Segunda-feira, 07.10.13

Há alguns anos, no início de um novo ano lectivo foi-me atribuída uma turma vinda da, então denominada, quarta classe. Havia de tudo. Um punhado de bons alunos, educados e trabalhadores, possuindo competências e capacidades de aprendizagens invejáveis. Outros, a maioria, assim e assim. Finalmente, uma diminuta parte, constituída por um grupo de pequenos meliantes, pouco interessados, permanentemente distraídos, desanexados dos livros e desleixados nos trabalhos, revelando inúmeras dificuldades de aprendizagem. Como se isto não bastasse, ocupavam os recreios com brincadeiras violentas e, por vezes, estúpidas, que, para além de amachucarem e ofenderem os colegas, punham os cabelos em pé a professores e funcionários.

Entre os primeiros havia um aluno pequeno, franzino e indefeso que aparentava uma origem disfarçadamente burguesa e um feitio revelador de uma excessiva protecção familiar, nomeadamente por parte da avó, que passava os dias à porta da escola e não dava tréguas à Directora de Turma. O aspecto físico do garoto, o feitio ameninado que transparecia dos seus gestos e atitudes e o exagerado proteccionismo por parte avó, transformaram-no em alvo preferido de chacota na turma.

Preocupado com a situação do “Pedrinho” e analisando-a melhor, verifiquei que havia um aluno na turma, um dos mais atrevidotes do grupo dos meliantes, que se envolvia, permanentemente, em confusões, em brigas e em zaragatas, mas com o “Pedrinho nunca se metia. Pelo contrário, protegia-o com notório e exagerado cuidado. Se o insultavam era empurrão garantido ao ultrajante, se lhe batiam era bofetão certo no agressor, se o injuriavam era um chorrilho de ameaças intimidativas.

Tão exagerado proteccionismo inquietou-me. Percebi que algo de especial se passava sem, no entanto, entender o que quer que fosse.

Por isso, certo dia, no fim duma aula, pedi ao Hugo (assim se chamava o suposto paraninfo do “Pedrinho”) para não sair da sala, com os outros. Queria falar com ele. Barafustou, crispou-se, mas lá esperou contrariado.

Depois de todos saírem e de eu ambientar a conversa, perguntei:

- Olha lá. Tu és parente do Pedrinho?

- Não.

- És vizinho ou amigo dele?

-Não?

- Então porque é que estás sempre a protegê-lo quando lhe batem ou o ofendem e não fazes isso aos outros?

Baixou os olhos e calou-se. Como eu insistisse, ele, continuando absorto e sem olhar para mim, respondeu simplesmente:

- Não sei.

Cada vez mais intrigado, insisti. Não respondeu. Depois, sempre com os olhos fixos no chão, indagou:

- Se eu lhe contar o “Setô” não vai dizer nada à Directora de Turma?

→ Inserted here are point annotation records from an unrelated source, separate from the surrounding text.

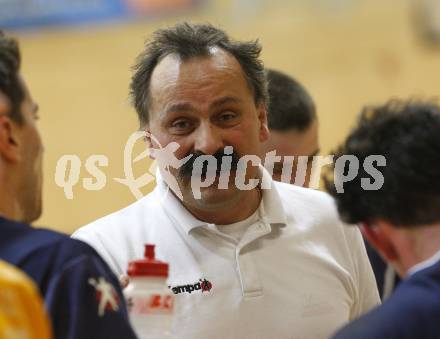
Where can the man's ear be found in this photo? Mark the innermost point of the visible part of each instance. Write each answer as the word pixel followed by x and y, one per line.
pixel 262 117
pixel 9 149
pixel 378 236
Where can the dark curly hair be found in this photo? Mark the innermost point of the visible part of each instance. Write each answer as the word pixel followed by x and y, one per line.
pixel 10 84
pixel 188 41
pixel 407 133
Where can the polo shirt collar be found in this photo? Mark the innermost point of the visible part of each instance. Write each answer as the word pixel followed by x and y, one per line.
pixel 271 207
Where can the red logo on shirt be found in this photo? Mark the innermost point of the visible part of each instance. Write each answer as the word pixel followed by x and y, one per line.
pixel 106 295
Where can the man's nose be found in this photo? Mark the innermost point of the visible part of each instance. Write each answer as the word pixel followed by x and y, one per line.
pixel 208 139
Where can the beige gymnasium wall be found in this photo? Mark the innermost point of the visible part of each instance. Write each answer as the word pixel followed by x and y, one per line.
pixel 346 55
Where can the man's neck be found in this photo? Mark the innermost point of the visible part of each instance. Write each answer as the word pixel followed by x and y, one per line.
pixel 423 243
pixel 230 213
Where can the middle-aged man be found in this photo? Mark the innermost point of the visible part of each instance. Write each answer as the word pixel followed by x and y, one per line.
pixel 293 126
pixel 273 263
pixel 70 275
pixel 402 218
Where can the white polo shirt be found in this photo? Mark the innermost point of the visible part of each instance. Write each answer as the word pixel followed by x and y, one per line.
pixel 296 273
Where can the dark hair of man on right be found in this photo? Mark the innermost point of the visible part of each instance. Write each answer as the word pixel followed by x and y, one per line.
pixel 401 220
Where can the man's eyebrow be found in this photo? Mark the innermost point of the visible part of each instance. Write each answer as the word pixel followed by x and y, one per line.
pixel 226 100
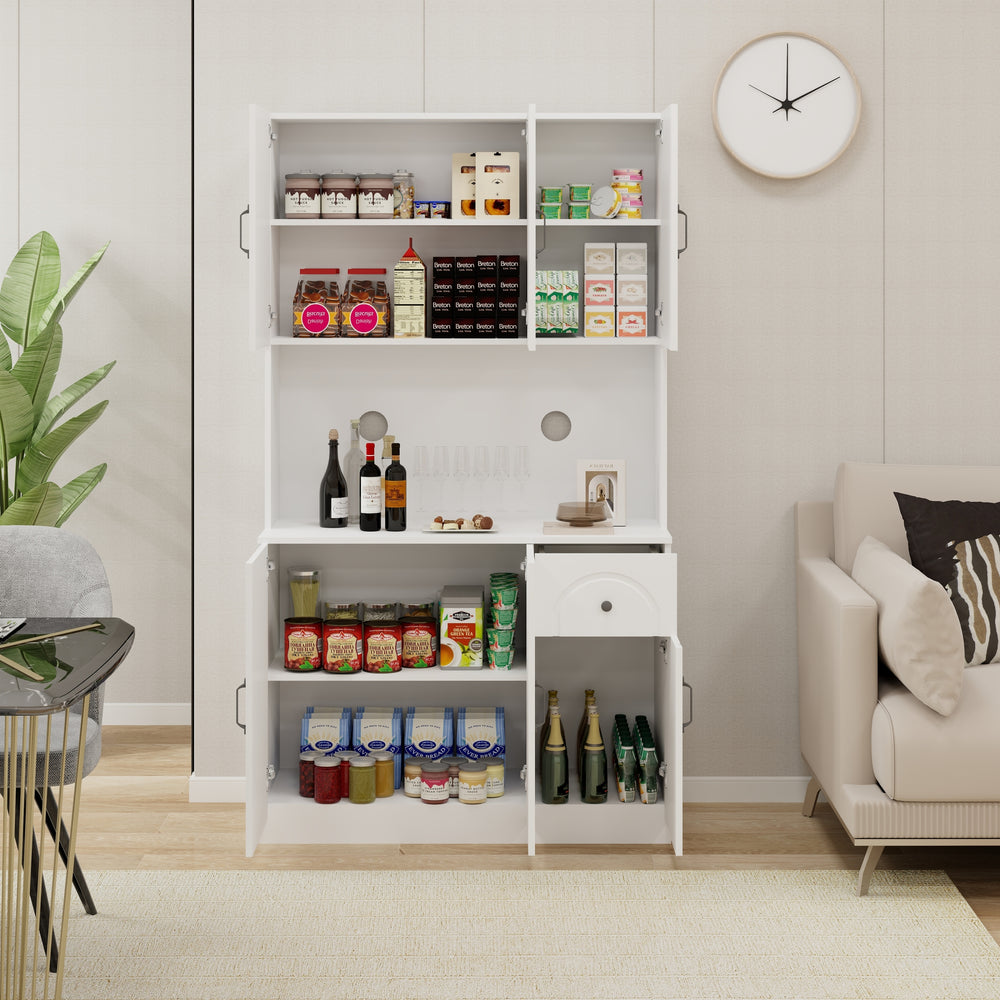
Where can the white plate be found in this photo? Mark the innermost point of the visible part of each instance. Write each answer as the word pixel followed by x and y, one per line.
pixel 467 531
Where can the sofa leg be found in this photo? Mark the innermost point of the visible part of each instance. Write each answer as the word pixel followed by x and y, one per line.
pixel 812 794
pixel 872 856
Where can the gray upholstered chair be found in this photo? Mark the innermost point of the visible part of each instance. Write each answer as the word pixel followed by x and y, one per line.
pixel 52 573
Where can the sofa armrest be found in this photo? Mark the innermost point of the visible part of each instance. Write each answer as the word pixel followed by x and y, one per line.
pixel 838 673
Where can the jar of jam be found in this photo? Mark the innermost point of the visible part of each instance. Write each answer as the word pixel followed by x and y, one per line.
pixel 339 196
pixel 385 773
pixel 472 782
pixel 343 645
pixel 361 788
pixel 307 772
pixel 327 772
pixel 344 758
pixel 302 195
pixel 411 777
pixel 434 782
pixel 303 643
pixel 375 196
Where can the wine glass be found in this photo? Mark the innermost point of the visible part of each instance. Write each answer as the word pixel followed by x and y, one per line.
pixel 501 473
pixel 461 468
pixel 522 472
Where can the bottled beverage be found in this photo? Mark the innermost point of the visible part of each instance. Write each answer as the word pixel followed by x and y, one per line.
pixel 333 491
pixel 395 493
pixel 353 461
pixel 370 491
pixel 594 773
pixel 546 726
pixel 581 730
pixel 555 764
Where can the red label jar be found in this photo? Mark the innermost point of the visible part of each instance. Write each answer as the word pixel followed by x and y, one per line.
pixel 343 645
pixel 383 647
pixel 419 637
pixel 303 643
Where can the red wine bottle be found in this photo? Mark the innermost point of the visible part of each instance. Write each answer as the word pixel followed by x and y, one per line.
pixel 395 493
pixel 333 490
pixel 370 489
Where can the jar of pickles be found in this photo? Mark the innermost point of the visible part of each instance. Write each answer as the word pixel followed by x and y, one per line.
pixel 362 780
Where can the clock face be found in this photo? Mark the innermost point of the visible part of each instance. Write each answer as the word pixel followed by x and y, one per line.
pixel 786 105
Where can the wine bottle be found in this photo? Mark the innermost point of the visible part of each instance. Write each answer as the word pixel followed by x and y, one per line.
pixel 555 764
pixel 546 726
pixel 581 730
pixel 333 490
pixel 353 461
pixel 395 493
pixel 594 775
pixel 370 492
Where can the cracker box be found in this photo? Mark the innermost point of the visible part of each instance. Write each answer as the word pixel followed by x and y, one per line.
pixel 498 184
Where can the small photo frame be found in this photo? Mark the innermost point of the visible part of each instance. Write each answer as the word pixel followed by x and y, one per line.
pixel 603 479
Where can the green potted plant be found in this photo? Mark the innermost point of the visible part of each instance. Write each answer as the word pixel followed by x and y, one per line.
pixel 32 438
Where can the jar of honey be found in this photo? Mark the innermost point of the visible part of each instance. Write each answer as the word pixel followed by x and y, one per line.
pixel 385 773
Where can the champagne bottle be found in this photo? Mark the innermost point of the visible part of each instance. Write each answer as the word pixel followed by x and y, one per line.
pixel 555 764
pixel 370 491
pixel 581 731
pixel 594 774
pixel 353 461
pixel 333 490
pixel 547 725
pixel 395 493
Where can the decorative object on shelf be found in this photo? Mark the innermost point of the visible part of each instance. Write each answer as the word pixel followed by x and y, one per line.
pixel 31 307
pixel 786 105
pixel 604 479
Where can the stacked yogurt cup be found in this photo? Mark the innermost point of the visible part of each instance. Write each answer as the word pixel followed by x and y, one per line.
pixel 501 620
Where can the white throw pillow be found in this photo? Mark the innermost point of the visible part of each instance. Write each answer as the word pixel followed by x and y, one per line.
pixel 919 634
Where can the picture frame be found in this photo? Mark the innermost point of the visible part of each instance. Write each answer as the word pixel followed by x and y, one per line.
pixel 604 479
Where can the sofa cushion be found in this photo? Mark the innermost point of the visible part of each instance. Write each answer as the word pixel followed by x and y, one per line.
pixel 920 756
pixel 950 541
pixel 919 636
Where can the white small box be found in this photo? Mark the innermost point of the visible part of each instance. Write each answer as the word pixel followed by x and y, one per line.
pixel 632 258
pixel 598 258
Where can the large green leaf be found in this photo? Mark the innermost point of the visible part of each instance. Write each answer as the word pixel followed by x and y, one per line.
pixel 31 282
pixel 75 492
pixel 16 418
pixel 66 294
pixel 41 456
pixel 42 505
pixel 37 366
pixel 58 405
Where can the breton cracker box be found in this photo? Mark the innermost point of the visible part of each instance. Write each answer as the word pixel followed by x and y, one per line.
pixel 599 321
pixel 463 184
pixel 498 185
pixel 631 321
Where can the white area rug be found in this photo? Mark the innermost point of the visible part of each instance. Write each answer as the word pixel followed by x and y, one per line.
pixel 494 935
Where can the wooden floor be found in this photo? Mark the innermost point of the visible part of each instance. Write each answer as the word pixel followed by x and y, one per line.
pixel 136 814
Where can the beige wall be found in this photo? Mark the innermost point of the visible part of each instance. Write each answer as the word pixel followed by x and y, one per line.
pixel 95 102
pixel 849 315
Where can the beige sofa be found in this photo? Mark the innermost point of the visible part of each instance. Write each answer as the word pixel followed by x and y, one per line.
pixel 895 771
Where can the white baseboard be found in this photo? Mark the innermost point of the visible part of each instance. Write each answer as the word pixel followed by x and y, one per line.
pixel 774 789
pixel 231 789
pixel 749 790
pixel 147 713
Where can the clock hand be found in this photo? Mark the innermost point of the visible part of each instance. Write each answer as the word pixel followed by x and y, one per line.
pixel 813 91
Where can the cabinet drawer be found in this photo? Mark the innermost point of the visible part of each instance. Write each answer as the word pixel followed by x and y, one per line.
pixel 603 594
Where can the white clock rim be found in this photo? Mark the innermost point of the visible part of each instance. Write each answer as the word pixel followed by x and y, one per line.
pixel 840 150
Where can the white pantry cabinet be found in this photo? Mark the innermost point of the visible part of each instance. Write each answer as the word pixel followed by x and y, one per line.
pixel 595 610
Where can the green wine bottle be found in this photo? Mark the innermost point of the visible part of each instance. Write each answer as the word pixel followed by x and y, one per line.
pixel 555 764
pixel 594 783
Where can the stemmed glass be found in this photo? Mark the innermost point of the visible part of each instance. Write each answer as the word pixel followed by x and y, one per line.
pixel 522 472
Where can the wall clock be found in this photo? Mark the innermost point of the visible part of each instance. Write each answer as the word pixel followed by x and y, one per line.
pixel 786 105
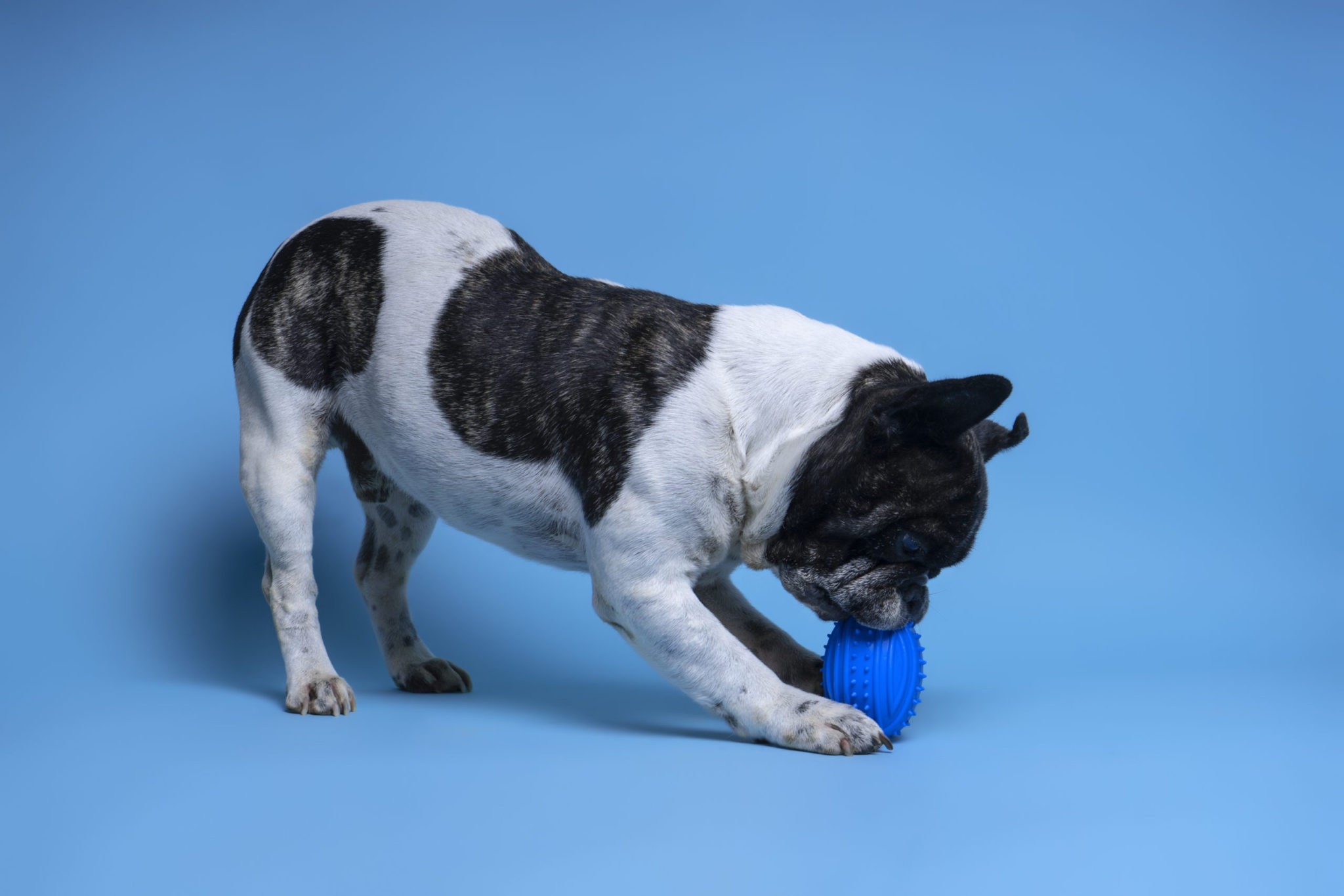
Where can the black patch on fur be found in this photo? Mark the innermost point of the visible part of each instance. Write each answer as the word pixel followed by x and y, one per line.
pixel 533 365
pixel 315 306
pixel 371 487
pixel 366 552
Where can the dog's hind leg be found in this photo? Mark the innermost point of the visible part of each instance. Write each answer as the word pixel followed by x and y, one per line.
pixel 284 439
pixel 397 527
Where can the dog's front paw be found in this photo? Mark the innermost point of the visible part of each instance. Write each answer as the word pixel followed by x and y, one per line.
pixel 320 696
pixel 818 724
pixel 433 676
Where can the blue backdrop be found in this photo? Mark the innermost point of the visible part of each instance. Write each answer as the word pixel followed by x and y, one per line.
pixel 1131 210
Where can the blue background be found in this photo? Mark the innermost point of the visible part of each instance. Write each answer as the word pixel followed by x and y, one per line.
pixel 1131 210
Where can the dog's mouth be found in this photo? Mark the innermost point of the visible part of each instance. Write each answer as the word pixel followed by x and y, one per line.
pixel 878 596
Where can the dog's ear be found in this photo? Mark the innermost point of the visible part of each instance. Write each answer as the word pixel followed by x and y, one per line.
pixel 941 410
pixel 995 438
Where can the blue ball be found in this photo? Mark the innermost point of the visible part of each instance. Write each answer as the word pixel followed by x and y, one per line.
pixel 875 672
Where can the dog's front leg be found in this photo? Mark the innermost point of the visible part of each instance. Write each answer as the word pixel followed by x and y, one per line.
pixel 668 625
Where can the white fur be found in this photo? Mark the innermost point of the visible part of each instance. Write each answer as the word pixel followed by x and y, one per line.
pixel 707 487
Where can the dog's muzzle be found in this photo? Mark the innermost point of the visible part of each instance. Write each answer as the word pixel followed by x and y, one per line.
pixel 878 596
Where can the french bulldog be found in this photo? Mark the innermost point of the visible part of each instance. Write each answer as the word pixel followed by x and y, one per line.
pixel 652 442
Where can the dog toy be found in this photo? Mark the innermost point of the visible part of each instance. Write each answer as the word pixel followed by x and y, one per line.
pixel 875 672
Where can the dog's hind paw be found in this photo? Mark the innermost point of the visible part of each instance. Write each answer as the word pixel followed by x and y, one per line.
pixel 433 676
pixel 320 696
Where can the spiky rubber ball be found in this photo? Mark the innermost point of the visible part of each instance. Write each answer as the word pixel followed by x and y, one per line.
pixel 879 674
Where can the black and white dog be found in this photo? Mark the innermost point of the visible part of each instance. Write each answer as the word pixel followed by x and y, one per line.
pixel 652 442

- Claro que não. Podes falar à vontade.

- Nem vai fazer queixa ao Conselho Directivo.

Que não ia fazer queixa a ninguém, que estivesse descansado, que aquela conversa ficava entre nós.                                                    

Permanecemos os dois em silêncio, durante algum tempo. Finalmente o garoto levantou os olhos e olhou para mim. Foi então que vi à minha frente um rosto que, apesar de queimado pelo Sol e salpicado de sujidade, revelava um débito indefinido de ternura misturado com uma sinceridade incontroversa. Foi então que eu vi uns olhos azuis, ofuscados por lágrimas, mas sinceros, a difundirem um arrependimento autêntico e um remorso verdadeiro. Foi então que eu vi uma criança fustigada pelo infortúnio, mergulhada na desventura, travada pelo intransponível tapume da injustiça humana, mas ávida de saldar e ressarcir o “seu crime”. Estancando com as costas da mão o monco que lhe escorria do nariz, aos soluços, o Hugo disse-me com medo, com muito medo:

- “Setôr”, eu… uma vez … gamei… gamei… cem paus à avó dele.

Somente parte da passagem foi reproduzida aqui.